BERITA BOLA ONLINE – Manajer Manchester City, Josep Guardiola mengaku terkejut dengan prestasi timnya dengan sang tetangga, Manchester United yang cukup jomplang dalam beberapa musim terakhir.

Manchester mendominasi sepak bola Inggris dalam tiga musim terakhir. Musim lalu, The Citizens bahkan meraih treble di kompetisi lokal, yakni Premier League, Piala FA, dan Carabao Cup.

Sementara itu, prestasi United berbanding cukup jomplang. Tim berjuluk Setan Merah itu harus tertatih-tatih di liga dan kompetisi Eropa, bahkan sempat mengalami pergantian manajer.

Guardiola pun merasa terkejut dengan perbandingan prestasi yang cukup jauh antara tim asuhannya dengan Manchester United sejak ia datang ke Inggris.

“Saya tak pernah mengira akan merasakan jarak seperti ini antara kami dengan United dalam tiga atau empat tahun,” ujar Guardiola seperti dikutip Berita Bola online.

“Saya tak meragukan kualitas United dan saya memberi apresiasi pada manajer mereka [Ole Gunnar Solskjaer]. Dia mewakili mereka secara luar biasa,” tambahnya.

“United berusaha untuk bangkit dan mendekati tim-tim di atas mereka tapi Manchester City juga ingin menjadi lebih baik dan jaraknya memang seperti itu,” tukasnya.

Lebih lanjut, Guardiola juga membantah bahwa timnya sangat royal dalam urusan membeli pemain, jika dibandingkan dengan United yang berani membeli Harry Maguire senilai 80 juta poundsterling.
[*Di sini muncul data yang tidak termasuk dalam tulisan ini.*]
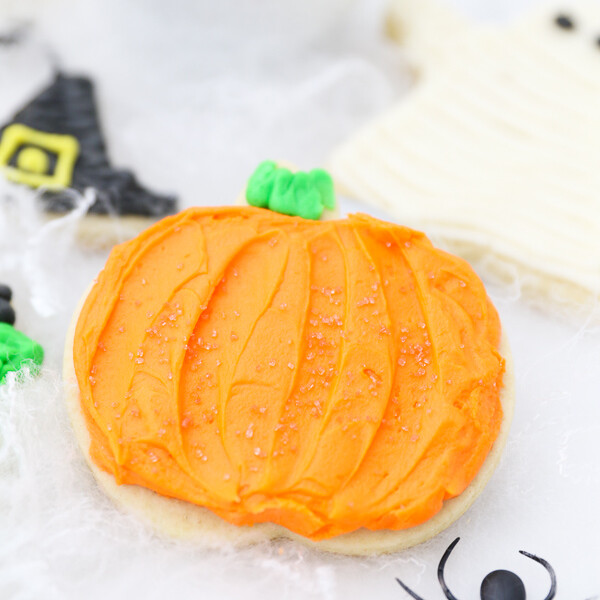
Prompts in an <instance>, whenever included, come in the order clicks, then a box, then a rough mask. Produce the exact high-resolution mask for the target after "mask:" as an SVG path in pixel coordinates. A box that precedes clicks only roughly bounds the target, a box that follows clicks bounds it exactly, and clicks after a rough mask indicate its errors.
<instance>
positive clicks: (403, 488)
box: [73, 207, 504, 540]
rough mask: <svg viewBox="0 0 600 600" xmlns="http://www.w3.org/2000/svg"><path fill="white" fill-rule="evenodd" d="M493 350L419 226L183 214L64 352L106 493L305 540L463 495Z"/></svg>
mask: <svg viewBox="0 0 600 600" xmlns="http://www.w3.org/2000/svg"><path fill="white" fill-rule="evenodd" d="M499 340H500V323H499V320H498V316H497V313H496V311H495V309H494V308H493V306H492V305H491V303H490V301H489V299H488V297H487V295H486V293H485V290H484V288H483V286H482V284H481V282H480V281H479V279H478V278H477V276H476V275H475V274H474V272H473V271H472V269H471V268H470V267H469V266H468V265H467V263H465V262H464V261H463V260H461V259H458V258H456V257H454V256H451V255H449V254H447V253H445V252H442V251H440V250H437V249H435V248H434V247H433V246H432V245H431V243H430V242H429V240H428V239H427V238H426V237H425V236H424V235H423V234H422V233H419V232H416V231H412V230H410V229H407V228H405V227H400V226H397V225H392V224H389V223H384V222H381V221H377V220H375V219H373V218H370V217H368V216H365V215H355V216H351V217H349V218H348V219H345V220H340V221H328V222H315V221H305V220H302V219H299V218H292V217H286V216H282V215H278V214H275V213H272V212H269V211H265V210H262V209H254V208H248V207H246V208H234V207H228V208H211V209H201V208H195V209H190V210H187V211H185V212H183V213H181V214H179V215H176V216H173V217H169V218H166V219H164V220H163V221H161V222H159V223H158V224H156V225H155V226H153V227H151V228H150V229H148V230H147V231H145V232H144V233H142V234H141V235H140V236H139V237H137V238H136V239H134V240H132V241H130V242H127V243H125V244H122V245H120V246H117V247H116V248H115V249H114V250H113V251H112V253H111V255H110V258H109V260H108V262H107V264H106V267H105V268H104V270H103V271H102V272H101V273H100V275H99V277H98V281H97V283H96V284H95V285H94V286H93V288H92V290H91V292H90V293H89V295H88V298H87V300H86V302H85V305H84V306H83V309H82V311H81V314H80V317H79V322H78V325H77V330H76V335H75V341H74V351H73V358H74V362H75V370H76V374H77V379H78V382H79V387H80V395H81V403H82V408H83V411H84V414H85V417H86V421H87V425H88V428H89V431H90V435H91V447H90V453H91V456H92V459H93V460H94V461H95V463H96V464H97V465H98V466H99V467H101V468H102V469H104V470H105V471H108V472H110V473H113V474H114V476H115V478H116V480H117V482H118V483H128V484H137V485H141V486H145V487H147V488H150V489H152V490H155V491H156V492H158V493H159V494H163V495H165V496H170V497H175V498H180V499H182V500H186V501H189V502H192V503H195V504H198V505H200V506H204V507H207V508H209V509H210V510H212V511H214V512H215V513H216V514H218V515H220V516H221V517H222V518H223V519H226V520H227V521H230V522H231V523H235V524H238V525H242V524H252V523H257V522H262V521H272V522H275V523H279V524H281V525H283V526H285V527H287V528H288V529H290V530H292V531H294V532H297V533H299V534H301V535H303V536H307V537H309V538H311V539H315V540H318V539H325V538H329V537H331V536H334V535H338V534H341V533H345V532H349V531H352V530H354V529H357V528H359V527H367V528H369V529H383V528H385V529H404V528H407V527H411V526H413V525H417V524H419V523H422V522H424V521H426V520H427V519H429V518H430V517H432V516H433V515H434V514H435V513H436V512H437V511H439V510H440V508H441V507H442V502H443V501H444V500H445V499H447V498H451V497H453V496H456V495H457V494H460V493H461V492H462V491H463V490H464V489H465V487H466V486H467V485H468V484H469V483H470V481H471V480H472V479H473V477H474V476H475V474H476V473H477V471H478V469H479V467H480V466H481V464H482V463H483V461H484V460H485V457H486V455H487V454H488V452H489V450H490V448H491V446H492V444H493V442H494V440H495V438H496V435H497V433H498V430H499V427H500V423H501V421H502V406H501V403H500V390H501V387H502V376H503V371H504V361H503V359H502V357H501V356H500V355H499V353H498V345H499Z"/></svg>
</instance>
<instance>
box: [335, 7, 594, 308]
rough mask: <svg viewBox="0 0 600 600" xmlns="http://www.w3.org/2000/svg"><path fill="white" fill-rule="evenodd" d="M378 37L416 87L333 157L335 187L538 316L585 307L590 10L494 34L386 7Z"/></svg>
mask: <svg viewBox="0 0 600 600" xmlns="http://www.w3.org/2000/svg"><path fill="white" fill-rule="evenodd" d="M566 6H568V8H566ZM388 29H389V32H390V34H391V36H392V38H393V39H394V40H395V41H396V42H397V43H398V44H399V45H400V46H401V47H402V48H403V49H404V51H405V53H406V56H407V58H408V60H409V61H410V62H411V63H412V64H413V65H414V69H415V74H416V82H415V85H414V89H413V90H412V91H411V92H409V94H408V95H407V96H406V97H405V98H402V99H401V100H399V102H398V103H397V105H395V106H394V107H392V109H391V110H389V111H388V112H387V113H386V114H383V115H381V116H380V117H379V118H377V119H376V120H375V121H373V122H372V123H370V124H367V125H366V127H365V128H364V129H363V130H362V131H360V132H358V133H357V134H356V135H355V136H354V137H352V138H351V139H350V140H348V141H347V142H346V143H344V144H343V145H342V146H341V147H340V148H338V149H337V150H336V151H335V152H334V154H333V156H332V159H331V162H330V170H331V172H332V175H333V176H334V178H335V180H336V184H339V186H340V189H341V190H342V191H343V192H344V193H345V194H347V195H349V196H352V197H354V198H356V199H360V200H364V201H366V202H367V203H372V204H375V205H378V206H380V207H382V208H384V209H385V210H386V211H387V212H388V213H389V214H391V215H393V216H394V218H395V219H397V220H398V221H399V222H401V223H404V224H407V225H409V226H411V227H416V228H419V229H423V230H424V231H426V232H427V234H428V235H432V236H434V237H435V238H436V239H439V240H443V241H444V243H445V244H446V245H447V246H448V247H449V248H450V250H451V251H453V252H456V253H458V254H460V255H461V256H463V257H465V258H467V259H468V260H472V261H480V260H483V262H482V263H481V267H482V268H484V269H485V268H487V271H488V272H489V273H490V274H491V275H494V276H500V278H501V279H504V280H506V279H513V278H516V280H517V281H518V283H520V284H521V288H522V290H523V292H524V293H525V294H526V295H527V296H528V297H529V298H530V299H532V300H535V301H537V303H538V304H543V305H555V306H558V305H561V306H566V307H568V309H569V311H572V310H573V309H576V308H577V307H581V306H583V307H585V310H586V311H587V310H588V309H589V308H590V306H594V305H595V304H597V299H598V295H599V293H600V246H599V245H598V243H597V240H598V237H599V236H600V210H599V208H598V199H597V196H598V190H600V170H599V169H598V157H599V156H600V120H599V119H598V110H597V107H598V105H599V103H600V46H599V45H598V34H599V32H600V4H598V3H597V2H570V3H567V4H566V5H565V3H562V4H561V5H560V7H557V5H555V4H550V5H548V4H546V5H544V6H543V7H541V8H540V9H538V10H537V12H534V13H533V14H531V15H529V16H527V17H524V18H522V19H520V20H517V21H516V22H515V23H514V24H510V25H508V26H504V25H503V26H493V27H492V26H489V25H488V26H484V25H478V24H475V23H472V22H470V21H469V20H468V19H467V18H466V17H463V16H461V15H459V14H457V13H455V12H454V11H452V10H451V9H450V8H449V7H446V6H445V5H444V4H443V3H442V2H441V1H440V2H439V3H438V2H435V1H433V0H422V1H419V2H412V1H409V0H393V2H392V4H391V8H390V14H389V19H388Z"/></svg>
BACA JUGA :Agar Tidak Jadi Bencana, Arsenal Diminta Pertahankan Aubameyang

“Mereka berkata ‘Hanya Manchester City yang menghabiskan uang’ tapi tentu itu tidak benar. Lihatlah angka-angkanya,” tutur Guardiola.

“Dalam hal membeli pemain mahal, kami ada di peringkat 23 dan 24 tapi klub memiliki citra buruk soal itu,” imbuhnya.

“Yang terpenting adalah membeli pemain bagus yang cocok dengan gaya yang ingin Anda mainkan, dan karakter mereka. Anda mengambil semua informasi yang bisa Anda dapatkan mengenai pemain untuk mengurangi ketidakjelasan mereka bergabung di klub baru,” tandasnya.

“Mungkin suatu hari nanti akan terjadi [membeli pemain senilai 80 juta poundsterling], mungkin tidak,” tutupnya.